First Printed:
June 25, 2000
The night is not usually silent, but sometimes it seems that way. In June the amphibians no longer croak or peep or trill incessantly, and the mid-summer buzz of cicadas has yet to begin. Rise from your bed in the dark or, even better, sleep in the woods some June night. If you are far enough from roads or airports you will first hear the silence, and then the dawn chorus.
Those birds that sing at dusk will also be the first to begin, the glorious thrushes. The soulful hermit thrush may send his pure haunting notes slowly into the stillness. The playful wood thrush may pipe his sprightly tune. The insistent veery may cast abroad his fluted sounds to fall down the scale into our ears. All this may happen, but what will surely happen is the robin will sing - and sing - and sing some more.
The American robin is a thrush, and even more surprising to many, it is a woodland thrush, not normally a resident of lawns and fields. It is common throughout the North American continent wherever there are at least a few trees. It has reached out from it forest origins to greet the intruding settler at his doorstep, forgiving him the thinning of the trees.
So wherever you are, expect the robin to be the first to greet the light of an approaching sun, and not just one or two robins. The dawn chorus is truly an effort of many voices, and you will be amazed at how many robins there really are in every neighborhood, or in the dark forest. As you walk along during the day you might see one or two and come to think that they are spread thinly over the land. But it is not so.
They are packed in as tightly as possible, each pair filling every small parcel of trees and openings, shoulder to shoulder and beak to beak. This is why you can depend on their song every day. The neighboring robin has to be told to keep his distance and stay in his allotted space. The more birds you have, the more they will sing.
After the thrushes start, then other species chime in. If you are in the woods, as we were last week in a campground on Mt Greylock, the wildest, broadest, tallest, mountain in Massachusetts, then you will hear the warblers of the spruce-fir forest.
Walking down the campground road, with the straight, stately northern evergreens around you, you will hear more treetop warblers than anywhere else in the state. This is their Massachusetts stronghold, and they are packed in like the robins, beak to beak. This is why they sing so steadily and long.
There are many places in the state where such warblers nest, even in the hills of Hampden County, but you will not hear such incessant song as on Greylock. There are a few blackburnian or magnolia warblers here wherever hemlock or pine are thick and tall. However, there are not enough birds to fill the space, so they have a lowered urge to sing. Why sing when there are few to challenge or reply?
They need each other to do their choral best, and best each other with ever louder and longer renditions of the score. Scoring is everything when there are many eggs that hatch into many mouths, each clamoring for the few worms and bugs in their parents chosen patch of woods. If there is none to answer, then time is better spent searching for food and feeding the young.
But the minutes before dawn are always best spent singing, since food is hard to find in the semi-light. So before dawn, even the woods where only a blackburnian warbler or two is resident will ring with their song.

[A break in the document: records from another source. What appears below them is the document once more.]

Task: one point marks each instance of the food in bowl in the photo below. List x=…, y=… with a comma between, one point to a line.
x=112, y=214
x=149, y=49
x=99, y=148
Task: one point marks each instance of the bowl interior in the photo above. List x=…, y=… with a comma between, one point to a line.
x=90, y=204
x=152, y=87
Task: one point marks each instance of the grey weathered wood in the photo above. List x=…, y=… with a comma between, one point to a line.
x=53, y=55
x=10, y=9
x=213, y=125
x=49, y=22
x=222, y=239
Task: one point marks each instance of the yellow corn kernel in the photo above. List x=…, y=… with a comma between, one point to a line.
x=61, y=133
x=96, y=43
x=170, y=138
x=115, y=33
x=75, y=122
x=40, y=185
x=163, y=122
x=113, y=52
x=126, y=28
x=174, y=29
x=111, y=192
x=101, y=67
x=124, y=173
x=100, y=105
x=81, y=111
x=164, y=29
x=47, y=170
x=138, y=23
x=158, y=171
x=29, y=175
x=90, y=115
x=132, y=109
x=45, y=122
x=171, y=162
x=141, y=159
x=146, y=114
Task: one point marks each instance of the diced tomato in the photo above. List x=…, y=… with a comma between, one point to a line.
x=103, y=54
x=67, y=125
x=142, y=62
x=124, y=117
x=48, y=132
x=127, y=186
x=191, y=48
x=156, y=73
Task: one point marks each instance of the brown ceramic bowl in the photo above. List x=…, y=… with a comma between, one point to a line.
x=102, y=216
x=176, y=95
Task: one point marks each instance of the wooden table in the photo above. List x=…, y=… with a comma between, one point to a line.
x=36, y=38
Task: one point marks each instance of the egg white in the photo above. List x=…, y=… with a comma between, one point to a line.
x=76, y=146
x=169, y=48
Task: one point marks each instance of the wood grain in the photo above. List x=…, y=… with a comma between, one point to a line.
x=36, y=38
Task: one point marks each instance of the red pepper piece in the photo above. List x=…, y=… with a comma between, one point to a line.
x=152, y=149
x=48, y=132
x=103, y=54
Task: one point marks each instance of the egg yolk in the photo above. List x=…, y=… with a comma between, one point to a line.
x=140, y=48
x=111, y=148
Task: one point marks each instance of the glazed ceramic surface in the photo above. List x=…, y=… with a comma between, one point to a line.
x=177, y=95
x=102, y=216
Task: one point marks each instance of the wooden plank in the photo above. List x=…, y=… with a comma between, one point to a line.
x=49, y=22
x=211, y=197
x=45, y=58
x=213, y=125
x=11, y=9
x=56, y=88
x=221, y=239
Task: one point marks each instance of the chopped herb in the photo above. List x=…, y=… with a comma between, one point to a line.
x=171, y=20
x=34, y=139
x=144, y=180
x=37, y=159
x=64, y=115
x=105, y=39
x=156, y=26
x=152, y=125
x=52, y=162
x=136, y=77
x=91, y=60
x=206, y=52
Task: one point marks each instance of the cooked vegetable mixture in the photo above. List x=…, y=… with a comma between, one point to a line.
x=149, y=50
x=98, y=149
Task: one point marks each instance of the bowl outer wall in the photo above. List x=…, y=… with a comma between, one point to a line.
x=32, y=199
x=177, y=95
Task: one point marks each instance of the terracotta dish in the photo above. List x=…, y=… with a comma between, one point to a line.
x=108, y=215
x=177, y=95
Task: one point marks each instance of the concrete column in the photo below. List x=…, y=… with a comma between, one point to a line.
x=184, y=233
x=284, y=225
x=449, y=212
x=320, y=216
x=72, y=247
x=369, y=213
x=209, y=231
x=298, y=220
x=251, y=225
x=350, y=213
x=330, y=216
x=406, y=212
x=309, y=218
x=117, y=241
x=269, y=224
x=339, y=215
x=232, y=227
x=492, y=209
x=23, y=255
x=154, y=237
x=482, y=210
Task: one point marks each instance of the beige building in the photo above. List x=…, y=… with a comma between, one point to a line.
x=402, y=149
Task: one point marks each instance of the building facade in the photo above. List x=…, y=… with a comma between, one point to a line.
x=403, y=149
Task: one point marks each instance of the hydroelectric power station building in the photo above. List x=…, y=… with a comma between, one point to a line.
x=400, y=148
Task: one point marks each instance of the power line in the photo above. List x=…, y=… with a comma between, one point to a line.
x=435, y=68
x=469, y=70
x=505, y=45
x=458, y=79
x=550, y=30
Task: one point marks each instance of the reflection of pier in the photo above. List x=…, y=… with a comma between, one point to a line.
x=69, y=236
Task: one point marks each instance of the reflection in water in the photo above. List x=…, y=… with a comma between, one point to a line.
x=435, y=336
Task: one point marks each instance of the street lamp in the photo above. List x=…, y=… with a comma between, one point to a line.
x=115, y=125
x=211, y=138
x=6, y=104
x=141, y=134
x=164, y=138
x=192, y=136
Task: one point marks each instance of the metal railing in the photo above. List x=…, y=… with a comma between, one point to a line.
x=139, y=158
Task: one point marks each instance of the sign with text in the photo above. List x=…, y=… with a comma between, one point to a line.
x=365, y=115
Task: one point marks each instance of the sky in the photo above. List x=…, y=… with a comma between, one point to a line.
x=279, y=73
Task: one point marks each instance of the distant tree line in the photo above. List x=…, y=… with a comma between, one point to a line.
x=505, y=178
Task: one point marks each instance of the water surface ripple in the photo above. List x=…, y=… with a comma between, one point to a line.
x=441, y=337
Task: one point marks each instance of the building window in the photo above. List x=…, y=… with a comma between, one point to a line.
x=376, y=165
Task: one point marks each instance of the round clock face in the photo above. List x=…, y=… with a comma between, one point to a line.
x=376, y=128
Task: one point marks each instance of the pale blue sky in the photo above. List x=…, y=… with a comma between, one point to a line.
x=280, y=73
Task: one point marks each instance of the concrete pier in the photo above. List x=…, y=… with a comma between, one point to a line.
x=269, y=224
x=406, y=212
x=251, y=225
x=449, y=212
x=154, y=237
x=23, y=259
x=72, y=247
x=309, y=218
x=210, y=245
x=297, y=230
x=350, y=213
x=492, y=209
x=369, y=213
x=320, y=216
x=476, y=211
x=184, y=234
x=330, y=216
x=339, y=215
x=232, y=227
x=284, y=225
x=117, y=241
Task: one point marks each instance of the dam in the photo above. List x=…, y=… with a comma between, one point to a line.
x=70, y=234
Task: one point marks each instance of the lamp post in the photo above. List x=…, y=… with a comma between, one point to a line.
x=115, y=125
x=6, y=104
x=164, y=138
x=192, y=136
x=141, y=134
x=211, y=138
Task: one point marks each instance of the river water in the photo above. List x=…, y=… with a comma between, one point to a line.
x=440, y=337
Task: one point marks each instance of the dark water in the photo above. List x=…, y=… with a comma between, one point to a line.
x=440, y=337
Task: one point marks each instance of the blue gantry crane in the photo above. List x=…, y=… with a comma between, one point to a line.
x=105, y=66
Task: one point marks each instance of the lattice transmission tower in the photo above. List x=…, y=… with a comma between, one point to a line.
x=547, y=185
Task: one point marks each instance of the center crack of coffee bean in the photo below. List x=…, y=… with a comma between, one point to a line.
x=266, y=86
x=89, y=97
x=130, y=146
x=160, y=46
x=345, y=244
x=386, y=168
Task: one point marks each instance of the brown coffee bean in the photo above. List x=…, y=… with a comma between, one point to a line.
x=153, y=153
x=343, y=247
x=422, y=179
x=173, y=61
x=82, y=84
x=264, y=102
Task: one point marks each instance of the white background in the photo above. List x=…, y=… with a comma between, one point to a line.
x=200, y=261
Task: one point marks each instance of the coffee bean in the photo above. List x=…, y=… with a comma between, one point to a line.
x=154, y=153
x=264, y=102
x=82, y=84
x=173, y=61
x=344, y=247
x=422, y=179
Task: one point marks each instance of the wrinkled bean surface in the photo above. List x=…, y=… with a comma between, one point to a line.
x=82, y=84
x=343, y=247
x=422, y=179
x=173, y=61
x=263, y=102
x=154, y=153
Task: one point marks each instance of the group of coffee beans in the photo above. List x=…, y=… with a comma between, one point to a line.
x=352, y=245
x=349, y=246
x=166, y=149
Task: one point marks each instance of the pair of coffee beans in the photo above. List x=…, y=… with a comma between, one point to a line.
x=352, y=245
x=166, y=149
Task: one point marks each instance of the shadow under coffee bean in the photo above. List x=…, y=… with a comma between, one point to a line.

Other warblers, thrushes, and flycatchers join in then, and the chorus is complete, even if for a shorter time.
But when many birds of the same kind are nesting close, then the music rises to heights that may reach the moon and swell it to full shining. That night on Greylock the moon was swollen, setting as the birds were rising. Even a sleepy ear would welcome such an earthly choir. To hear it, all you have to do is rise early, or sleep out and wake early.